La lluvia puede ser inspiradora para quien se encuentre bajo techo mirando por la ventana. Pero no lo es para quien camina por la calle en busca de alguien dispuesto a charlar un rato. Aparece el desánimo: al parecer hoy el agua acobarda las historias… Hasta que caminando sin un destino en concreto, aparece una tijera naranja hecha con luces, que se exhibe detrás de una vidriera.

Hay un hombre de delantal blanco y anteojos, que está sentado en un banco al lado de la puerta del otro lado del vidrio que en letras grande dice “Peluquería”. Es José, quien mirando hacia el exterior está esperando a que se acerque algún cliente. Ya pasaron varios minutos de las seis de la tarde, y apenas entramos, se pone de pie y baja el volumen de la radio.

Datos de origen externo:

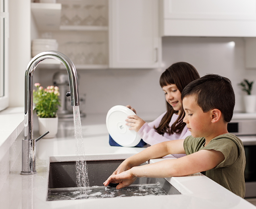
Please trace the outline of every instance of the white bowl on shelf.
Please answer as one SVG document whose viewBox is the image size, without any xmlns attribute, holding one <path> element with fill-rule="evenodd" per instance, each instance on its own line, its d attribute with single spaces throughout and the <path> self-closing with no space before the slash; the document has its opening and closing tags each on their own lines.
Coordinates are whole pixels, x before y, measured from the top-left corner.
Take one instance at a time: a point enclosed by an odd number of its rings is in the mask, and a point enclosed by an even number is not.
<svg viewBox="0 0 256 209">
<path fill-rule="evenodd" d="M 58 44 L 56 39 L 35 39 L 32 41 L 32 55 L 46 51 L 58 51 Z"/>
</svg>

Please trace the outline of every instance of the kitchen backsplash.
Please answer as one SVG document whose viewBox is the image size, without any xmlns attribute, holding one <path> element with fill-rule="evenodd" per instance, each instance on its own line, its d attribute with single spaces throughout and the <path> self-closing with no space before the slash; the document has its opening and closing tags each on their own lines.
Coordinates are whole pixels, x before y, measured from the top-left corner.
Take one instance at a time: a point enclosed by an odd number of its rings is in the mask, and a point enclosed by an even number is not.
<svg viewBox="0 0 256 209">
<path fill-rule="evenodd" d="M 244 92 L 237 84 L 244 78 L 256 80 L 256 69 L 244 66 L 244 41 L 241 37 L 165 37 L 161 69 L 78 70 L 79 95 L 85 99 L 81 109 L 87 114 L 106 114 L 113 106 L 129 104 L 142 117 L 159 115 L 165 109 L 160 76 L 172 64 L 182 61 L 193 65 L 201 76 L 214 73 L 229 78 L 236 95 L 235 111 L 243 112 Z M 35 71 L 34 82 L 52 85 L 53 74 L 59 70 Z"/>
</svg>

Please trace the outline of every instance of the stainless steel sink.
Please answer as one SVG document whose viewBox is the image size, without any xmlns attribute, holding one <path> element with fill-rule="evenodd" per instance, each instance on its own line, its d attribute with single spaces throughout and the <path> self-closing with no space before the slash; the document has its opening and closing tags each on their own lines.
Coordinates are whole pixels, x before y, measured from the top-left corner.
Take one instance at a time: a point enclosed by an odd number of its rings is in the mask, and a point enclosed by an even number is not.
<svg viewBox="0 0 256 209">
<path fill-rule="evenodd" d="M 164 178 L 137 178 L 131 185 L 117 190 L 115 185 L 105 187 L 104 182 L 122 160 L 87 161 L 89 187 L 87 195 L 79 195 L 75 162 L 50 163 L 48 200 L 103 198 L 181 193 Z"/>
</svg>

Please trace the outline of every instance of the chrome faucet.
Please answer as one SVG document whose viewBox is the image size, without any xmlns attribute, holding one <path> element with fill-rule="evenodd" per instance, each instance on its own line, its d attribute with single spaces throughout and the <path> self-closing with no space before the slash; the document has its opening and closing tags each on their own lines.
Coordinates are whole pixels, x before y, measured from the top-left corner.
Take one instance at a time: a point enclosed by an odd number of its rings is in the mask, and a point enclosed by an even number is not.
<svg viewBox="0 0 256 209">
<path fill-rule="evenodd" d="M 25 139 L 22 140 L 21 172 L 23 175 L 36 173 L 35 142 L 48 133 L 46 132 L 36 139 L 33 138 L 33 73 L 37 65 L 48 59 L 56 59 L 64 65 L 68 72 L 70 90 L 67 96 L 71 96 L 72 106 L 79 105 L 77 72 L 71 60 L 62 53 L 54 51 L 44 51 L 35 56 L 29 63 L 25 73 Z"/>
</svg>

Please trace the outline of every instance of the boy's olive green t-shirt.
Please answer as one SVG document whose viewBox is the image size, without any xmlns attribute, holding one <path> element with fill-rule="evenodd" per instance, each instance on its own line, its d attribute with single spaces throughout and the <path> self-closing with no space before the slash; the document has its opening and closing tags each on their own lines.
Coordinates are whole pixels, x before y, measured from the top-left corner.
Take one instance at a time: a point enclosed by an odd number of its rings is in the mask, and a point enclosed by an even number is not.
<svg viewBox="0 0 256 209">
<path fill-rule="evenodd" d="M 215 168 L 201 173 L 244 198 L 245 193 L 246 157 L 242 141 L 234 134 L 226 133 L 212 139 L 204 147 L 205 144 L 204 137 L 186 137 L 183 143 L 186 154 L 201 150 L 221 152 L 224 155 L 225 160 Z"/>
</svg>

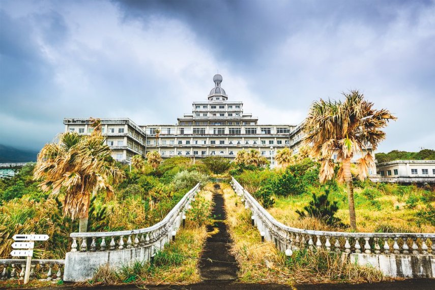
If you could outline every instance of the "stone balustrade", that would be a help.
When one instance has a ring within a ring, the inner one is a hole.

José Di Gregorio tiene 65 años, y nació en Sicilia, Italia. Vivió toda su infancia ahí, hasta que a los cinco años, acompañado por su madre, vino a vivir a Argentina donde ya estaba su papá, quien había venido al país apenas terminó la Segunda Guerra Mundial donde luchó para el bando de los italianos.

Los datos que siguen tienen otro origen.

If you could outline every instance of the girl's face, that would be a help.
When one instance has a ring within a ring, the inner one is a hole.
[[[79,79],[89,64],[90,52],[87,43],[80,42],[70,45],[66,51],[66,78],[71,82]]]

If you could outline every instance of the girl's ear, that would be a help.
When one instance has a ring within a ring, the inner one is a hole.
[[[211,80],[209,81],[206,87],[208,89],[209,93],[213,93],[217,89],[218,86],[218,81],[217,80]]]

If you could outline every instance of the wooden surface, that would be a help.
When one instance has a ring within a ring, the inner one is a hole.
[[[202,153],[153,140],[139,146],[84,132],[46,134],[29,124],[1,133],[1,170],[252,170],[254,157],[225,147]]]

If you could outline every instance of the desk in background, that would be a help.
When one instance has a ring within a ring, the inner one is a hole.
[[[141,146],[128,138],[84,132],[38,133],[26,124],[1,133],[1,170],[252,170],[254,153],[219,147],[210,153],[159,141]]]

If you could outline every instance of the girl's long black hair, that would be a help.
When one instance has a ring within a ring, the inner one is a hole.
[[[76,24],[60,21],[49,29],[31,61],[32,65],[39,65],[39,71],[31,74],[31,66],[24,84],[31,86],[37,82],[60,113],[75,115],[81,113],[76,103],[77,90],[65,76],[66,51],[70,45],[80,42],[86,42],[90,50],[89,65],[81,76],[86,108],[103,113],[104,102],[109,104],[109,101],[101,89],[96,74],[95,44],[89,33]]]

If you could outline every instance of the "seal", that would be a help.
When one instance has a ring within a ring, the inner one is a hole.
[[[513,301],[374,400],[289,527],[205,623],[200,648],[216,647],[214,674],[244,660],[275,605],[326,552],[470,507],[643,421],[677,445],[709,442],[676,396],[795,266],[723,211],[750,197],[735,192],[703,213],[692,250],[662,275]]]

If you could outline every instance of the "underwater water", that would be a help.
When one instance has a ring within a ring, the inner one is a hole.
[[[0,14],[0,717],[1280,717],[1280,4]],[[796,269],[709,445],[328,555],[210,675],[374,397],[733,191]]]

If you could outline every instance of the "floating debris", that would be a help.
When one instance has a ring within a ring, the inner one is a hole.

Cuenta su historia sentado desde el mismo banco donde lo encontramos hace unos minutos, pero en lugar de mirar a la calle, ahora mira hacia el interior de la peluquería donde yo estoy sentada en una de las sillas donde se ubican los clientes. Los asientos están hechos de hierro pesado y cuero negro, parece que tienen sus cuantos años, al igual que el local…

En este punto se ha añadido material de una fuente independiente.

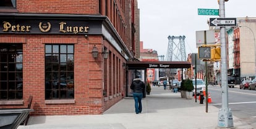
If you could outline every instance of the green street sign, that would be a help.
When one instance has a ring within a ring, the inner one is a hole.
[[[219,15],[218,9],[198,9],[199,15]]]

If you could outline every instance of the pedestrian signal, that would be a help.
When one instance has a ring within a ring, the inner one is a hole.
[[[211,48],[211,59],[215,60],[221,59],[221,52],[220,47]]]
[[[211,59],[211,47],[199,47],[198,58],[199,59]]]

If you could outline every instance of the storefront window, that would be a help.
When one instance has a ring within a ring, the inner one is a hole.
[[[22,99],[22,44],[0,44],[0,100]]]
[[[16,7],[16,0],[1,0],[0,1],[0,7]]]
[[[72,99],[74,45],[45,45],[45,99]]]

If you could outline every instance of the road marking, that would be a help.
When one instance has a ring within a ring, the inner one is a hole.
[[[256,103],[256,101],[252,101],[252,102],[239,102],[239,103],[228,103],[229,104],[246,104],[246,103]],[[212,105],[221,105],[221,103],[218,103],[218,104],[213,104]]]

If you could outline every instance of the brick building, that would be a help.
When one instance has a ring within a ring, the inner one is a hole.
[[[137,4],[0,2],[1,108],[26,107],[32,95],[33,115],[100,114],[121,100],[139,39]]]

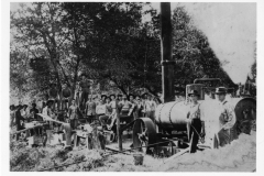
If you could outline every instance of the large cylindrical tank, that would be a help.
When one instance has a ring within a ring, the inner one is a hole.
[[[256,119],[256,101],[253,98],[231,98],[230,103],[234,108],[237,123],[233,128],[232,138],[237,138],[238,127],[245,124],[245,121]],[[212,119],[217,120],[220,117],[217,100],[201,100],[200,109],[208,122]],[[156,124],[165,130],[185,131],[186,118],[189,106],[186,101],[167,102],[160,105],[155,111]],[[213,128],[213,127],[211,127]]]
[[[188,106],[185,101],[160,105],[155,111],[156,124],[165,130],[185,131]]]

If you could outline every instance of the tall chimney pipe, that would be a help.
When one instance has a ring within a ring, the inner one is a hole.
[[[170,3],[161,2],[161,44],[162,44],[162,85],[163,102],[175,100],[174,92],[174,64],[172,59],[172,20]]]

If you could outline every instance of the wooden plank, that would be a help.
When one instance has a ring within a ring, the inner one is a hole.
[[[118,144],[119,144],[119,151],[122,151],[122,132],[120,131],[120,112],[119,112],[119,106],[118,101],[116,100],[116,110],[117,110],[117,135],[118,135]]]
[[[109,145],[107,145],[106,148],[109,150],[109,151],[112,151],[112,152],[122,153],[122,154],[125,154],[125,155],[131,155],[131,153],[129,153],[129,152],[119,151],[118,148],[114,148],[114,147],[109,146]]]

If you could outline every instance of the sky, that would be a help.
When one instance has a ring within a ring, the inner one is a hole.
[[[170,3],[184,6],[234,84],[244,84],[256,47],[256,3]],[[152,3],[160,11],[160,3]]]
[[[160,12],[160,3],[151,6]],[[251,73],[256,47],[256,3],[172,2],[172,11],[184,6],[196,28],[208,37],[210,47],[234,84],[244,84]],[[11,3],[11,11],[19,3]],[[148,19],[145,16],[145,19]]]

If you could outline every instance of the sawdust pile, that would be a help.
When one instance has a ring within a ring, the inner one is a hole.
[[[173,157],[172,157],[173,158]],[[161,165],[161,172],[252,172],[256,168],[256,135],[241,134],[239,140],[218,150],[184,154]]]
[[[154,158],[145,155],[143,165],[135,166],[132,155],[103,156],[98,151],[65,151],[57,147],[26,148],[25,143],[10,145],[11,172],[36,172],[80,161],[78,164],[53,168],[51,172],[252,172],[256,168],[256,135],[241,134],[239,140],[219,150],[206,150],[179,157]]]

“Este es el último dueño que quedó”, dice José mientras señala una fotografía que muestra a Alberto y Luis, los fundadores de la Peluquería Montevideo en el año 1972. Como ambos están muertos, ahora el dueño es José, que había comenzado a trabajar para ellos en 1989. “Eran 6 peluqueros cuando yo vine acá”, recuerda y agrega: “Por ese entonces el corte estaba en 80 australes… y te daban 15 centavos de propina”.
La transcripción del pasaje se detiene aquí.